Suppose you aggregate this data by Gender and then by Country and request that the last value for Price be returned based on the Sale_Date. The results would be:

Gender Country Price Returned Aggregation Logic
Male US 10 The two records for US males are compared and the latest record has a sale date of 2019-01-03 (record #1). The price in that record is 10.
Male UK 40 The two records for UK males have the same sale dates (2019-01-01). Therefore, the prices in all UK male records are compared and the maximum price is returned. The result is 40 from record #4.
Male UA 60 The two records for UA males are compared and the latest record has a sale date of 2019-01-03 (record #6). The price in that record is 60.
Female US 1 The three records for US females are compared and the latest record has a sale date of 2019-01-04 (record #1). The price in that record is 1.
Female UK 41 The two records for UK females have the same sale dates (2019-01-01). Therefore, the prices in all UK female records are compared and the maximum price is returned. The result is 41 from record #11.
Female UA 71 The three records for UA females are compared and the latest record has a sale date of 2019-01-03 (record #1). The price in that record is 10.

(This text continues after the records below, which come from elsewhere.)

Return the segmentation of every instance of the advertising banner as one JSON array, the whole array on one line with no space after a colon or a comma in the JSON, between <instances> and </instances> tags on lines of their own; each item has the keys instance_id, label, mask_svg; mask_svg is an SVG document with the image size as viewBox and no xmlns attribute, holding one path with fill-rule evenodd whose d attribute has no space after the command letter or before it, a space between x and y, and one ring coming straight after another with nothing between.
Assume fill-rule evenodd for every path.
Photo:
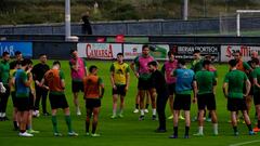
<instances>
[{"instance_id":1,"label":"advertising banner","mask_svg":"<svg viewBox=\"0 0 260 146\"><path fill-rule=\"evenodd\" d=\"M199 50L202 56L211 55L211 57L214 62L220 61L220 45L171 44L170 50L176 53L176 58L192 59L193 58L193 52L195 50Z\"/></svg>"},{"instance_id":2,"label":"advertising banner","mask_svg":"<svg viewBox=\"0 0 260 146\"><path fill-rule=\"evenodd\" d=\"M31 42L0 42L0 53L9 52L10 56L14 56L14 52L22 52L25 57L32 57L32 43Z\"/></svg>"},{"instance_id":3,"label":"advertising banner","mask_svg":"<svg viewBox=\"0 0 260 146\"><path fill-rule=\"evenodd\" d=\"M221 45L221 62L229 62L233 58L232 54L239 51L243 56L243 61L250 59L250 52L256 51L260 54L260 47L249 45Z\"/></svg>"},{"instance_id":4,"label":"advertising banner","mask_svg":"<svg viewBox=\"0 0 260 146\"><path fill-rule=\"evenodd\" d=\"M120 43L78 43L79 57L114 59L122 52Z\"/></svg>"},{"instance_id":5,"label":"advertising banner","mask_svg":"<svg viewBox=\"0 0 260 146\"><path fill-rule=\"evenodd\" d=\"M143 44L123 44L123 56L126 59L133 59L142 53ZM156 59L165 61L169 51L168 44L150 44L151 55Z\"/></svg>"}]
</instances>

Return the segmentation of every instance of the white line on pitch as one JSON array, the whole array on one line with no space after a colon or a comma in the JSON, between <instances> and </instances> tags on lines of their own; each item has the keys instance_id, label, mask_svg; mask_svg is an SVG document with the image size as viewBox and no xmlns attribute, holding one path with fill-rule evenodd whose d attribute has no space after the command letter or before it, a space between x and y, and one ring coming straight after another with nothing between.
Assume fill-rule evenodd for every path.
<instances>
[{"instance_id":1,"label":"white line on pitch","mask_svg":"<svg viewBox=\"0 0 260 146\"><path fill-rule=\"evenodd\" d=\"M244 142L244 143L237 143L237 144L232 144L230 146L242 146L242 145L247 145L247 144L252 144L252 143L257 143L260 142L260 140L258 141L249 141L249 142Z\"/></svg>"}]
</instances>

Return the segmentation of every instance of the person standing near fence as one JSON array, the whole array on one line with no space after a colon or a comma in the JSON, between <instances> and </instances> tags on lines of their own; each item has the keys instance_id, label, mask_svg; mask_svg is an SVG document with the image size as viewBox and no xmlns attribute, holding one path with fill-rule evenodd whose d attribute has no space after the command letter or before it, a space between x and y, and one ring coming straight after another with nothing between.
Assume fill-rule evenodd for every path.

### Example: Grouping By Two LAST VALUE Metrics

Suppose you aggregate this data by Gender and request that the last value for Price and the last value for Items be returned based on the Sale_Date. The results would be:

Gender Price Returned Items Returned Aggregation Logic
Male 60 6 In all the records for males, two records have the latest date (2019-01-03) - records #1 and #6. The prices and item counts in both records are compared and the maximum price and item count are returned. The returned results are a price of 60 from record #6 and 6 items from record #1.
Female 71 7 In all the records for females, two records have the latest date (2019-01-04) - records #7 and #14. The prices and item counts in both records are compared and the maximum price and item count are returned. The returned results are a price of 71 from record #14 and 7 items from record #7.